Alle Regionali non si sono presentati per una serie di scazzi abbastanza infantili, ai quali perfino Grillo ha messo fine alla sua maniera, con un ‘vaffa’ che ha azzerato tutto. Nelle amministrazioni locali, a cominciare da Porto Torres e Assemini dove governano, non hanno tirato fuori ‘una idea una’, non solo coerente con quanto annunciato in campagna elettorale, ma che rappresentasse un segnale di vero cambiamento. I parlamentari sardi non hanno mai brillato, né per originalità né per i contenuti delle iniziative.
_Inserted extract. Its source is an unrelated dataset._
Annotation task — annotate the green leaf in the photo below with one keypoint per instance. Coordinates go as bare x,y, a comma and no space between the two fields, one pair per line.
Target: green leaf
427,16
Hanno preso un sacco di voti e continueranno a prenderli anche in Sardegna? Beh, dopo averli visti all’opera gli interrogativi, le perplessità e le riserve superano di gran lunga tutto il resto. In generale, il dato che si nota di più è la distanza dalla realtà sarda, dalla sua storia come dalla sua identità più profonda, insieme alla massima indeterminatezza sulle prospettive che una forza politica dovrebbe comunque essere in grado di indicare, nel campo istituzionale ed autonomistico come in quello economico e sociale. Se questa è la democrazia diretta, tanto evocata dallo scomparso Casaleggio, tanto vale tenerci quella piuttosto scassata che abbiamo. Senza rinunciare a fare di tutto per cambiarla, ovviamente.